Insights and Notepads
When you are not in a therapy session, take time to reflect on what you and the therapist discussed and really dive deep into it. Buy a notepad or notebook and write down whatever comes to your mind. What insights have you discovered? What can you do with those insights? You may have an idea about how to handle a specific situation that’s caused you stress, anxiety, or distress before but in a new and more positive way. Write it down so it will be available for your next session. Also, write down any new techniques for managing tough circumstances and practice using them when not in the session.
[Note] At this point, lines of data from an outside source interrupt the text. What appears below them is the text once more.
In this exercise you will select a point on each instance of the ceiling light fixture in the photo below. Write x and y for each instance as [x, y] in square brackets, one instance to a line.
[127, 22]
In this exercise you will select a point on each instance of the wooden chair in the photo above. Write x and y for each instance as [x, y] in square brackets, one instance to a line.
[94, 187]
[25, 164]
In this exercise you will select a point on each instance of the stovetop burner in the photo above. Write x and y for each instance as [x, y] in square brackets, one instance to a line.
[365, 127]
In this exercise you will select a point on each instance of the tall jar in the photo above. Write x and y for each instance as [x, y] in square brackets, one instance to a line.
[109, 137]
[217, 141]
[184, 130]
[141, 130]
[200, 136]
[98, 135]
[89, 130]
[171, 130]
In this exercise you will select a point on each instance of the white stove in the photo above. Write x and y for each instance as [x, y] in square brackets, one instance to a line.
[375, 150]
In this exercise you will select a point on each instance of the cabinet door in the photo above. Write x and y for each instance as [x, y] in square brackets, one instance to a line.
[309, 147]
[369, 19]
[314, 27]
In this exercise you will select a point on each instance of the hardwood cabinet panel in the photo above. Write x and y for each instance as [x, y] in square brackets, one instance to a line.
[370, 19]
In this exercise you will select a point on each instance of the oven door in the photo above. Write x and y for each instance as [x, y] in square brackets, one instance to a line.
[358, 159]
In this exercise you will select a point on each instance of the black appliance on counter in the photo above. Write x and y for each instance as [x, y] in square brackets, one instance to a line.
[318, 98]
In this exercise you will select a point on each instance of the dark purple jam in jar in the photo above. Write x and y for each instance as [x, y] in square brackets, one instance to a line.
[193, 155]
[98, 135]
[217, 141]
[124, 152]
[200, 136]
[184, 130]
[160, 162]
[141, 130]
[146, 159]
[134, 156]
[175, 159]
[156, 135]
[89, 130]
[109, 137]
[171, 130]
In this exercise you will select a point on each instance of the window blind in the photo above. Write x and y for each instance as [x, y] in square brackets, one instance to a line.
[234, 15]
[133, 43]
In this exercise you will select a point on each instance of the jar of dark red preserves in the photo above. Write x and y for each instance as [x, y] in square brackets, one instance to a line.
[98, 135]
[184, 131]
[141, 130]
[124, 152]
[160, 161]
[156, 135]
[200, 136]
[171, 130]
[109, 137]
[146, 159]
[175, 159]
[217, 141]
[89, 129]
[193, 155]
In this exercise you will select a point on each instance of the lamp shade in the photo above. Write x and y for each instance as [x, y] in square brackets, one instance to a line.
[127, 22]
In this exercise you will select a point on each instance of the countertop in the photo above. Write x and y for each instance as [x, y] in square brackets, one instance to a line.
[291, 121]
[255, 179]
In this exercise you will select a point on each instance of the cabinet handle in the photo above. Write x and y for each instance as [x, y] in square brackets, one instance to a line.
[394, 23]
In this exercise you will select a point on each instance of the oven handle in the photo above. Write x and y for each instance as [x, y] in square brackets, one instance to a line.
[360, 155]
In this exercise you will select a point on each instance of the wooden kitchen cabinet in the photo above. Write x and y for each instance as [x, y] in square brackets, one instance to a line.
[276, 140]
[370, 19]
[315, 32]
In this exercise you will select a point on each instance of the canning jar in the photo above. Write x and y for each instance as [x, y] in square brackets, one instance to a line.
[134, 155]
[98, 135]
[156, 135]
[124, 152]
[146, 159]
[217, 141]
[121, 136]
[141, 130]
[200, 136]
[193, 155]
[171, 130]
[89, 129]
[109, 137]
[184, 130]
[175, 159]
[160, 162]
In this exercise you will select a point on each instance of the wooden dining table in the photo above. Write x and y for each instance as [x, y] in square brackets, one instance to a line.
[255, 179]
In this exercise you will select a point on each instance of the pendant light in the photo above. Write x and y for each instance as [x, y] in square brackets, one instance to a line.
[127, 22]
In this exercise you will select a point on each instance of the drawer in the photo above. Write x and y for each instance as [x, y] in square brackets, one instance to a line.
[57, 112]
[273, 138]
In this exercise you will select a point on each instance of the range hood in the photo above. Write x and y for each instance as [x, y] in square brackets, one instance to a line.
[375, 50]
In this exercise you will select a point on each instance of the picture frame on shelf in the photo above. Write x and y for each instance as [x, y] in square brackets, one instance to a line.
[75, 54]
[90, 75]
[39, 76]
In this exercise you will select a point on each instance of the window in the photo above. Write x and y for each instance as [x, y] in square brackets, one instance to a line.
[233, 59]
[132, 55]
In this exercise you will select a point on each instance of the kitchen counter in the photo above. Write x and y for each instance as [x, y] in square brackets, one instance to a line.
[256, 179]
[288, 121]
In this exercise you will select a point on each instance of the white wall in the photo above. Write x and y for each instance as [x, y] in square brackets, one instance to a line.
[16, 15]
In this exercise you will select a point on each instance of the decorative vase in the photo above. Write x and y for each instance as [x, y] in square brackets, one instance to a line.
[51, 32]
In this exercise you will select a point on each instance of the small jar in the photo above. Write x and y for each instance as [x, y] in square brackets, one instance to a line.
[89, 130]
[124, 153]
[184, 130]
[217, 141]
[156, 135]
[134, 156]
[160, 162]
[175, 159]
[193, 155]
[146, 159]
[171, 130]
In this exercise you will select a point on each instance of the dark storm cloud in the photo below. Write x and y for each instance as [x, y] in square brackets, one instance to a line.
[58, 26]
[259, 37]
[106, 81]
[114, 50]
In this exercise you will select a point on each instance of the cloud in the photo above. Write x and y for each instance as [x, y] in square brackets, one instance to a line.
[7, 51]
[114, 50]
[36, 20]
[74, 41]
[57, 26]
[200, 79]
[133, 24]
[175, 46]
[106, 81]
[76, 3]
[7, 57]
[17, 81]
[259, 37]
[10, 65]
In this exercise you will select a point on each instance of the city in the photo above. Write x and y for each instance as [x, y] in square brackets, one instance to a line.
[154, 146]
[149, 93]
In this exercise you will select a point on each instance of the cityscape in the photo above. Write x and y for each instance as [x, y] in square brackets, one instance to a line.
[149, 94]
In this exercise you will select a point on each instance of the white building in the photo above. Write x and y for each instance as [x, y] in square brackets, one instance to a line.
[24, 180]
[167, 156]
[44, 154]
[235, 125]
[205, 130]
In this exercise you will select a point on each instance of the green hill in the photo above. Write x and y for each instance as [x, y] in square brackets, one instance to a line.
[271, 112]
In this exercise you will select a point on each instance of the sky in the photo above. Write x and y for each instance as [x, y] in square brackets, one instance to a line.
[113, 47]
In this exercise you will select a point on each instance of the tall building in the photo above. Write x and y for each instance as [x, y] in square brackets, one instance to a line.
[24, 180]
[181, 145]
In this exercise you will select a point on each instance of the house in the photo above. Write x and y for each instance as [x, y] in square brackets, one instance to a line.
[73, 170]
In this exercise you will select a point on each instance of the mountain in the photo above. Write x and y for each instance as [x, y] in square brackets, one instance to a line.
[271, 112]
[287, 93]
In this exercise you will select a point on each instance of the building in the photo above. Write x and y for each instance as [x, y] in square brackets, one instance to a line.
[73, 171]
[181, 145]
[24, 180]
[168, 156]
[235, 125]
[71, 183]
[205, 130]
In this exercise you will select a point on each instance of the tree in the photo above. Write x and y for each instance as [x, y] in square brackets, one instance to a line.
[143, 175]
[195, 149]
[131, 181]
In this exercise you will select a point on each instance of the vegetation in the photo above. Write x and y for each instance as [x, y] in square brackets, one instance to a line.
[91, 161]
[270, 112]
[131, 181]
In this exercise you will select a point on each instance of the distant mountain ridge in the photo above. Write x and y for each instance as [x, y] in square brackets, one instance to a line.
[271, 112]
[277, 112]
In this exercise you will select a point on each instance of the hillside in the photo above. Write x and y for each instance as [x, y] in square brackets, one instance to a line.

Each new challenge in your life is a new opportunity to learn and grow, as noted by the University of Florida Counseling and Wellness Center. Take what you learn in therapy and meet the challenges with gusto.
5. Knowledge Is Strength
You’ve heard the expression that knowledge is power, but for you in and out of therapy, knowledge is strength. Know that you are not a “broken” person but an individual that’s working through very challenging and difficult circumstances. It takes strength to do that. You are learning healthier, more positive, and useful alternatives in handling tough situations.
Addiction is one of them. No one chooses to become addicted to drugs or alcohol. If you are addicted to one or more of them, therapy can help you find your way to steer clear of them as you advance in therapy. Relapse prevention is one such way that has benefited many people from using substances again. If you should relapse, know that it is not a failure, and neither are you. It just means you need to refocus on therapy and the parts of it you learned to prevent use again.
In It for the Long Run
Your problems won’t be solved in the first few weeks of therapy. It is usually a long process for most individuals. Therapy doesn’t follow a perfectly straight line, but one that has bends and turns to it. You may think that you are not progressing, but you are. It may take a few steps back and a few forward, day by day, but that’s still progress.
If you have a question, ask it. Psychology Today writes that sometimes individuals don’t ask questions because they think it’s not allowed. That’s not true. Ask whatever you want, even if you think it’s not OK. If you don’t understand what the therapist said or asks you to do, ask to clarify it. Ask why. Why am I so anxious, angry, stressed out, depressed, or feeling guilty? Why do certain people irk me to the point that I need to abuse substances and/or act out? Why do I think, feel, and behave the way I do? Why? Keep asking questions. You might learn something about yourself (you have power too).
Use what you’ve learned every day, be open and honest with your therapist and yourself, and you will get the most out of therapy.